The PCR-amplified fragments of luxB:cp157Venus was inserted into BamHI-SacI site of pBS-luxB-cassette by In-Fusion HD cloning to yield pBS-luxB:cp157Venus-cassete. The pBS-luxB:cp157Venus-cassette was excised with KpnI and EcoRI and ligated to KpnI-EcoRI site of pRI201-AN-TPats1A:luxA to yield pRI201-AN-TPats1A:luxA + luxB:cp157Venus.

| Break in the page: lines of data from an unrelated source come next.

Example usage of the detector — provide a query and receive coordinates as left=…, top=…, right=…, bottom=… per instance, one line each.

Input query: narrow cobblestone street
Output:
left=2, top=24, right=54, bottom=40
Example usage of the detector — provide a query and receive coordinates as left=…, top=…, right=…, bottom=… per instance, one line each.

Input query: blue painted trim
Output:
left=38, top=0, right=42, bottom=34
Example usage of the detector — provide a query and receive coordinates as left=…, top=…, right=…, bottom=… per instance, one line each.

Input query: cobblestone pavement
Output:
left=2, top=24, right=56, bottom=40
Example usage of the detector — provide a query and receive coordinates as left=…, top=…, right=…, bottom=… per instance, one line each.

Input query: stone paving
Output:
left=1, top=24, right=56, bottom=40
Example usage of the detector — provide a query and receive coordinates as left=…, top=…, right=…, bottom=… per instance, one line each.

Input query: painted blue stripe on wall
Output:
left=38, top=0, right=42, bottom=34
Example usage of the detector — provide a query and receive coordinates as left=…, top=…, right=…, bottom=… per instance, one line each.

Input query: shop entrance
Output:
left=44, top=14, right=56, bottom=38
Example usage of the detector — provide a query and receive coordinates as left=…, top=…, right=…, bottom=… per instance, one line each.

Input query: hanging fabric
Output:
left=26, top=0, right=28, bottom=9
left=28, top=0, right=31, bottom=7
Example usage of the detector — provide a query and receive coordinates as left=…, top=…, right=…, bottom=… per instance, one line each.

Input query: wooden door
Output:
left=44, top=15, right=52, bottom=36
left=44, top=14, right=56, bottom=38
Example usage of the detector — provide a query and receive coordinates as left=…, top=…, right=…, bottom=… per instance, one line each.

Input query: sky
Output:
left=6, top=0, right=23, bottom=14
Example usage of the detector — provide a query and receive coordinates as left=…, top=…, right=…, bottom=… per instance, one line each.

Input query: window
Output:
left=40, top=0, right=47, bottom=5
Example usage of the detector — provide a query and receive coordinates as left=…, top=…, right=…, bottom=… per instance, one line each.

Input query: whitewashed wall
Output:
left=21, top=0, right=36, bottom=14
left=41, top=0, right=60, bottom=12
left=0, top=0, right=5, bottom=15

Transient expression assay in N. benthamiana by Agrobacterium infiltration

For plant material, wild-type N. benthamiana were germinated on soil and grown for one month at 24 °C under 24 h light. The third leaf from the top was used for Agrobacterium infiltration. All plant materials were handled and disposed of according to Osaka University guidelines. Transformed A. tumefaciens (GV3101) was collected and resuspended in infiltration buffer (10 mM MgCl2, 10 mM MES, pH 5.6, 100 μM acetosyringone) to OD600 = 0.5. The suspension was kept at room temperature for 4 h. For cotransfection of luxA + luxB and luxC + luxD + luxE, two transformants were mixed in equal amounts. A final concentration of 0.005% (v/v) silwet L-77 was added just before the infiltration. The suspension was infiltrated using a needleless syringe to the abaxial side of leaves of N. benthamiana. Three days after infiltration, bioluminescence was observed by a multi-functional in vivo imaging system (MIIS, Molecular Devices) equipped with EMCCD camera (iXon Ultra897, Andor Technology). For quantitative analysis of signal intensity, the infiltrated regions were cut into 5 mm diameter discs, and luminescence intensity of leaf discs were measured by a microplate reader (SH-9000).

Quantitative analysis of gene expression

Total RNA was extracted using TRIzol reagent (Thermo Fisher Scientific) according to the manufacturer’s instructions. Before cDNA synthesis, genomic DNA contamination was removed using TURBO DNase (Thermo Fisher Scientific). One microgram of total RNA was reverse transcribed to first-strand cDNA using SuperScript III first-strand synthesis system (Thermo Fisher Scientific) with oligo(dT)20 primer. Real-time quantitative RT-PCR was performed on StepOne Real-Time PCR system (Thermo Fisher Scientific) with PowerUp SYBR Green Master Mix (Thermo Fisher Scientific). The baseline and threshold cycles (CT) for the amplification curves were calculated using the StepOne software v2.3. Results from HEK293 and N. benthamiana were normalized by GAPDH and PP2A42 gene expression, respectively. Relative level of gene expression was analyzed by the comparative CT (ΔΔCT) method (StepOne software v2.3).

Statistical analysis

Statistical significance was accepted at P < 0.05 assessed by Student’s t-test.